Michael Kidron

Problems and patterns of development
in overpopulated backward countries
with special reference to Indonesia

* * *

Extract 2 – Preface

It is unfortunate that on occasion events unfold so rapidly as to make a choice of tenses anachronistic. The body of this thesis had been formulated long before the newspaper-reading public was greeted with headlines such as Indonesian Plan to Drop Democracy; More Power for Communists (Observer, February 17, 1957. Communists as Dr. Sukarno’s Allies; Political Confusion in Indonesia (Times, February 19, 1957). Much that seemed to need painful proof and demonstration at the time of writing is now – a few weeks before the time of reading – apparent.

However, it is in the nature of economic backwardness to endure amid volatile political changes. Indeed it would appear that the greater the political instability of a backward country the more we can be sure that the pace of its development bears little relation to the need for it. A study of the economics of immobilisme might be thus reasonably long-lived.

The following is an attempt at such a study. It does not pretend to prescribe – that would require a great deal more first-hand knowledge and personal experience of the area. It merely attempts to trace the causes for Indonesia’s present backwardness, the factors tending to perpetuate economic stagnation and the difficulties attendant on development along given, proposed lines. Thus, in Chapter I the factors limiting the supply of capital and skills in the different sectors of the economy – peasant, industrial, foreign, trade etc. – are reviewed. Chapter II analyses the causes for the lack of effective demand for capital and skills while Chapter III describes the population problems and the social and political insecurities to which the absence of economic progress gives rise. It is only after the basic features of the economy have been thus described through an analysis of its weaknesses that we proceed to a more detailed analysis of the methods suggested for initiating economic growth.

Methods for creating savings and mobilising capital out of current income and the problems associated therewith are considered in Chapter IV. There follows a chapter which deals with the problem of saving out of increasing incomes. Here we are especially interested to see whether Indonesia can derive any object lessons from either Japanese or Russian experience.

Chapter VI finally leads us to the theoretical consideration of a generalised balanced growth model of development; its implications, whether they have been realised in Indonesia (committed as she is to Balanced Growth) and indeed whether these implications are, in the context of a backward economy, as unambiguous as they might seem.

Chapter VII sums up the whole by showing what the prerequisites for balanced growth are and the consequences of unbalanced growth.
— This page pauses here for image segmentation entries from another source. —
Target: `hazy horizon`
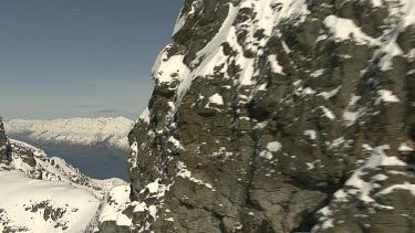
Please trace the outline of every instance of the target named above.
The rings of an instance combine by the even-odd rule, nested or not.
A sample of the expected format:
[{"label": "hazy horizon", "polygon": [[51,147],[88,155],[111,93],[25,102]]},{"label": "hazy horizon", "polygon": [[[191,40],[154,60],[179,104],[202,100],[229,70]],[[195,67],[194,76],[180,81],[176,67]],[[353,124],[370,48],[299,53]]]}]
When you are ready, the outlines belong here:
[{"label": "hazy horizon", "polygon": [[172,42],[176,1],[2,1],[0,115],[4,119],[135,120],[151,70]]}]

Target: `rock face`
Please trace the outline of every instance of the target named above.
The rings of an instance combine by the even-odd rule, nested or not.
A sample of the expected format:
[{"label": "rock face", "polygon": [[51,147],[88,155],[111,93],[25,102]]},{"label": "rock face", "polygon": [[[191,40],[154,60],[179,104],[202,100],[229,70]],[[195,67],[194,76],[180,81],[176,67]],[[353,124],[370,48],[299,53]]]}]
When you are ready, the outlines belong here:
[{"label": "rock face", "polygon": [[414,231],[411,0],[186,0],[173,38],[101,232]]}]

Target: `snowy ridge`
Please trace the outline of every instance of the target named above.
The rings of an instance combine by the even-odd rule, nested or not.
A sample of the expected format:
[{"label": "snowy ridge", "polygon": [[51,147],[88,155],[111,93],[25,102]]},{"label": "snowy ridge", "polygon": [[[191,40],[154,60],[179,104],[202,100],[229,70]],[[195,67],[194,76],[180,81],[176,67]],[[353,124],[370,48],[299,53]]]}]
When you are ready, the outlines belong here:
[{"label": "snowy ridge", "polygon": [[[186,1],[175,43],[153,67],[151,104],[131,134],[136,201],[124,204],[121,198],[123,204],[114,208],[142,213],[120,224],[183,232],[196,232],[198,224],[220,232],[214,223],[222,221],[229,232],[255,232],[257,220],[245,216],[249,209],[270,232],[311,231],[308,224],[319,232],[344,223],[349,213],[355,219],[344,227],[364,222],[362,209],[395,206],[406,214],[398,210],[401,200],[380,199],[415,193],[405,171],[413,165],[404,155],[413,151],[413,138],[402,130],[406,119],[394,116],[406,110],[402,86],[409,82],[403,74],[414,73],[407,70],[413,42],[398,38],[412,33],[414,10],[412,0]],[[362,12],[372,14],[366,19]],[[372,129],[374,136],[367,136]],[[242,157],[250,161],[245,169],[238,163]],[[217,171],[219,165],[229,170]],[[253,174],[245,177],[246,170]],[[224,178],[229,173],[234,177]],[[232,201],[237,211],[221,209],[234,197],[228,189],[245,182],[252,187],[240,192],[260,208]],[[222,218],[207,220],[205,212]],[[191,225],[183,213],[200,215]],[[307,222],[313,214],[319,221]]]},{"label": "snowy ridge", "polygon": [[127,150],[127,134],[133,121],[124,118],[72,118],[4,121],[9,135],[56,145],[105,146]]},{"label": "snowy ridge", "polygon": [[121,179],[95,180],[10,139],[10,163],[0,165],[0,232],[84,232],[106,193]]}]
It will be seen that the approach is neither purely practical and descriptive nor purely theoretical and analytical. It is rather a synthesis of the two as befits the state of the branch of economics that deals with the underdeveloped countries. Nor is there any attempt to define terms for the sake of mere terminological purity. The precision of our language reflects the nature of the phenomena under discussion. Thus as we progress from the more or less descriptive first chapters to the more or less theoretical final chapters, the terms used become progressively more rigorous and formal in their connotations.
 

This text is the slightly abridged Preface (pp. 1–2) of Mike Kidron’s unpublished thesis:

Kidron, Michael. 1957. Problems and patterns of development in overpopulated backward countries with special reference to Indonesia. M.Litt. University of Oxford, Faculty of Social Studies, Balliol College, 289pp.